Hi, I'm Armani Hamilton: the founder, writer, and editor of the Modern Afro-Framework blog.


"Tell me more about yourself ..."

- I'm an African-American female, and I'm fourteen years old. I reside in Stone Mountain, Georgia (if you're not acquainted with that, you can just say that I live in Atlanta, Georgia :) - its close enough).


"Why did you start this blog?"

- As I began to mature, you can say that I grew into the passion your parents always told you you'll eventually have for something. And for me, that something was my culture - my BLACKNESS.


I don't want to go all political - on the FIRST blog - however, I wanted to create something that would allow me to express what it means to be black in modern America. Not from the desk of a history textbook, CNN News, the movie "the Hate U Give", or even "The Shade Room" . But from the desk of me - a regular black girl from the suburbs of Atlanta who witnesses life just as every other person in America.

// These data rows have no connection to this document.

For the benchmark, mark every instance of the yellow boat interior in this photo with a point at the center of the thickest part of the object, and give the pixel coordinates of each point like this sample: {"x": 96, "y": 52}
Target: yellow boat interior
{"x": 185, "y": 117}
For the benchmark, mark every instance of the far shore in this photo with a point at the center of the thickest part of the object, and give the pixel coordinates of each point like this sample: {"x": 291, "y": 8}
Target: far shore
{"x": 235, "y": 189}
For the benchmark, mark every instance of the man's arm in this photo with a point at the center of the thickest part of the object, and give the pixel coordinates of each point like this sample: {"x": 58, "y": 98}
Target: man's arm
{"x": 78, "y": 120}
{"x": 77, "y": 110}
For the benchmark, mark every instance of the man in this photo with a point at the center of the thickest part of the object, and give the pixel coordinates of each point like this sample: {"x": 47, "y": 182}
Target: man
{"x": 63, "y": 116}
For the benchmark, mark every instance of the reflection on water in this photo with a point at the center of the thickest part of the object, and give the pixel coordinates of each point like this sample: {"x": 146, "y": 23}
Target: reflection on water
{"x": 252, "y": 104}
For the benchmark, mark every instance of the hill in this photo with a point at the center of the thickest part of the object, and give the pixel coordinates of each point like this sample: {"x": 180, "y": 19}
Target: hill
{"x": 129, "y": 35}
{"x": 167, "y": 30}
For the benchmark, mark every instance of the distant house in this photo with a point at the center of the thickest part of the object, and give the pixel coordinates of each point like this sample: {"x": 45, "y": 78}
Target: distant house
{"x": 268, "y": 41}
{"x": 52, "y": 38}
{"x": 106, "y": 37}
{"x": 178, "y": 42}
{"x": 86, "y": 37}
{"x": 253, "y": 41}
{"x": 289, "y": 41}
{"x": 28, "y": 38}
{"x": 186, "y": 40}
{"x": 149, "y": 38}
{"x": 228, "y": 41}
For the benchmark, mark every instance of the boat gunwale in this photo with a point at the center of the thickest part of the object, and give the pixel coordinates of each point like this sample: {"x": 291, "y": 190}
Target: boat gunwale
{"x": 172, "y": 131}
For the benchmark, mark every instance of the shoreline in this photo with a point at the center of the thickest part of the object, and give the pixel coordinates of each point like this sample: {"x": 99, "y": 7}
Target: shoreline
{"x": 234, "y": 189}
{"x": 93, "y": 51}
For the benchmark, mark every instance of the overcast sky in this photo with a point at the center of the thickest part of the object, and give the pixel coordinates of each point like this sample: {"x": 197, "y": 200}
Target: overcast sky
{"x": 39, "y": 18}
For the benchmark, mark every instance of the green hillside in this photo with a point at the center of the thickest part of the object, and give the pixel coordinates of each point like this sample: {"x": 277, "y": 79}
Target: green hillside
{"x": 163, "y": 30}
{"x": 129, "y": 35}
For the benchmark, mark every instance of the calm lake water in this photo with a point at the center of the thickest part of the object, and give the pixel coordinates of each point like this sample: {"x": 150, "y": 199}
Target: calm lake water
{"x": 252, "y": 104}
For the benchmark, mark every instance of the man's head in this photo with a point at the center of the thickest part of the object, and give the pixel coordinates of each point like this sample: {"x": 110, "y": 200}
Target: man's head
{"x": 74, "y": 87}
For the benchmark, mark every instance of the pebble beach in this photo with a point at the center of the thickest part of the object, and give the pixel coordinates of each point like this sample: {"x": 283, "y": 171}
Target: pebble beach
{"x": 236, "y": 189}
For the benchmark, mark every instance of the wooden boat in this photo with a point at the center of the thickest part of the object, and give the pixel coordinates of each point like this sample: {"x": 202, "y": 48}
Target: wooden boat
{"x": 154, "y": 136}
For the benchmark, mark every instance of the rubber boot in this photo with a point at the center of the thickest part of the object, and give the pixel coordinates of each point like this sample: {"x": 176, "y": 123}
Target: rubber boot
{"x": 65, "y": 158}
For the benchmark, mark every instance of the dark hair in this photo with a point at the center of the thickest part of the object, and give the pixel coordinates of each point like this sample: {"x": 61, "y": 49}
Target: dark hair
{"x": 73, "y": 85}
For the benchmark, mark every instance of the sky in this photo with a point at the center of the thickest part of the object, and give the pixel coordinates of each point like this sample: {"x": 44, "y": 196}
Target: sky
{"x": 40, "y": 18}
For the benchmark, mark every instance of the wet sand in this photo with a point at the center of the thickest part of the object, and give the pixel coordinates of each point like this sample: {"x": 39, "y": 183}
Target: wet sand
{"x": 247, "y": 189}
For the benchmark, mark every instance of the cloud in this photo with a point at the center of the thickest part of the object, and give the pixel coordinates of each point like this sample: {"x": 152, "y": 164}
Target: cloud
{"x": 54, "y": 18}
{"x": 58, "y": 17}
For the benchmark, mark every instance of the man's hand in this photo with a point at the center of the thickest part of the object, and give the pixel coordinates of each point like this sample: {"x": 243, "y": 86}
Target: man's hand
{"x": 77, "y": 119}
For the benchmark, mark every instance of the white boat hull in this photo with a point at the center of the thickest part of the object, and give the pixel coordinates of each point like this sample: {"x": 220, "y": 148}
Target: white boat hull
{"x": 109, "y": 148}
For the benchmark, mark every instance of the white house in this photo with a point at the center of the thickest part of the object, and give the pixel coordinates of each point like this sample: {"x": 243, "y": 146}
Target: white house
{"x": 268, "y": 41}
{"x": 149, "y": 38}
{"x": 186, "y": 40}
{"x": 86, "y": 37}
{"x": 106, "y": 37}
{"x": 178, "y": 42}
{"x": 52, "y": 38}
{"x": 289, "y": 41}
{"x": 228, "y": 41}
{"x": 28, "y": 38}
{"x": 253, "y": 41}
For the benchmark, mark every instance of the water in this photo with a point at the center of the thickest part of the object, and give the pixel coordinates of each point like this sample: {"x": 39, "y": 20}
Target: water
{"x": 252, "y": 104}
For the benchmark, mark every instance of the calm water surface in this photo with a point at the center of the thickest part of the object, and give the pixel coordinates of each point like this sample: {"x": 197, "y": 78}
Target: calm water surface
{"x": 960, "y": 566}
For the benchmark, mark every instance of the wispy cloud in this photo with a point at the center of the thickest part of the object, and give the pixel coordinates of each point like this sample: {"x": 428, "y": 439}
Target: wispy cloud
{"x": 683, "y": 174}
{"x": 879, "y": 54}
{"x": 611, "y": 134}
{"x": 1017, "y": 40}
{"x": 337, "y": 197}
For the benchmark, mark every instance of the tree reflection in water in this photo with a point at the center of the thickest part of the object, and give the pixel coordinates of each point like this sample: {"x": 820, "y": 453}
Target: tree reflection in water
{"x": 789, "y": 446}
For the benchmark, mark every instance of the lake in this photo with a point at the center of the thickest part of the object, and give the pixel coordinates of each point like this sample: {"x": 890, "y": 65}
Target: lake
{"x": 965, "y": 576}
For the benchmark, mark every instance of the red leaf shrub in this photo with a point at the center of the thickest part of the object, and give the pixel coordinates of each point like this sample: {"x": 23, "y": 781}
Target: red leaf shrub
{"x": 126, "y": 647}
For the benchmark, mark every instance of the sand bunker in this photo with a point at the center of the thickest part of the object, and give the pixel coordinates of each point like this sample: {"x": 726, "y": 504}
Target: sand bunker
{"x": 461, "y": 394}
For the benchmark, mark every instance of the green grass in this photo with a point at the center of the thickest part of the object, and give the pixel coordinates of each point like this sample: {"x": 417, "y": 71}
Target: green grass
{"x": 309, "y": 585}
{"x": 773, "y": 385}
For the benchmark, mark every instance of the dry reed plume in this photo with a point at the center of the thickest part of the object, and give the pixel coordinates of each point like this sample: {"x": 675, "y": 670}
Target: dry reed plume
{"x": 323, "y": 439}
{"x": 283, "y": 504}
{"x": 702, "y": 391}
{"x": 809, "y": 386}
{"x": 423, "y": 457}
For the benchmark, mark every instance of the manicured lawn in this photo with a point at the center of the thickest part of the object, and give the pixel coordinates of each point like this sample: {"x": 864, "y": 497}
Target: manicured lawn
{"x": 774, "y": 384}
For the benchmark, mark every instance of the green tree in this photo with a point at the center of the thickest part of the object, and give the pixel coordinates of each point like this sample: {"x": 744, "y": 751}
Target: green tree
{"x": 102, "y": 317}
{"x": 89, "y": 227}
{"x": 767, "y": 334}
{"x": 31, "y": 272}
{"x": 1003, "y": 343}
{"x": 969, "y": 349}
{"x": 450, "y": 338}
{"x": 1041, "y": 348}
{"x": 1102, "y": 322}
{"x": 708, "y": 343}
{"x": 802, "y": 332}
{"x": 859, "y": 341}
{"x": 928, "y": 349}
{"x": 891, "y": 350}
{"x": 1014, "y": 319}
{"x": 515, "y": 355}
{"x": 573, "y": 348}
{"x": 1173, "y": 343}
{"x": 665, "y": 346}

I quickly grew tired of witnessing "the man" attempt to ploy my culture into defeat. So one day, I grabbed my laptop and a notebook and began to flatter the pages with ideas. & It all adds up to what I've created here ...



"Why and how did you come up with the title"the Modern Afro-Framework" ?"

- There's a catch to the title, I promise.


I essentially started this blog to discuss being black - in modern America. I then used the term "Afro" to replace "African" to illuminate the true power within my culture. I mean, realistically speaking, whether you choose to call us black, African-American, negro, nigger, or nigga, they're all just names in my opinion. So why not refer to my culture with a prominent feature that is commonly associated with my culture (A.K.A - the "fro") ?


With that being said, it further lead me to calling my blog a "framework". A framework is similar to a foundation for a concept or system. In this sense, the concept is black culture and the system is the cycle of cultivation within the black culture. I wanted to build a foundation or "framework", per se, that would allow me to frankly connect to not only my peers or my culture, but to the world. I want to share my feelings and hear the thoughts of people from all different backgrounds on the same topic. There's so much discussion awaiting to be uncovered, and I refuse to let it become dull.



This is what I've created to free all of my caged notions about the definition of "being black in America".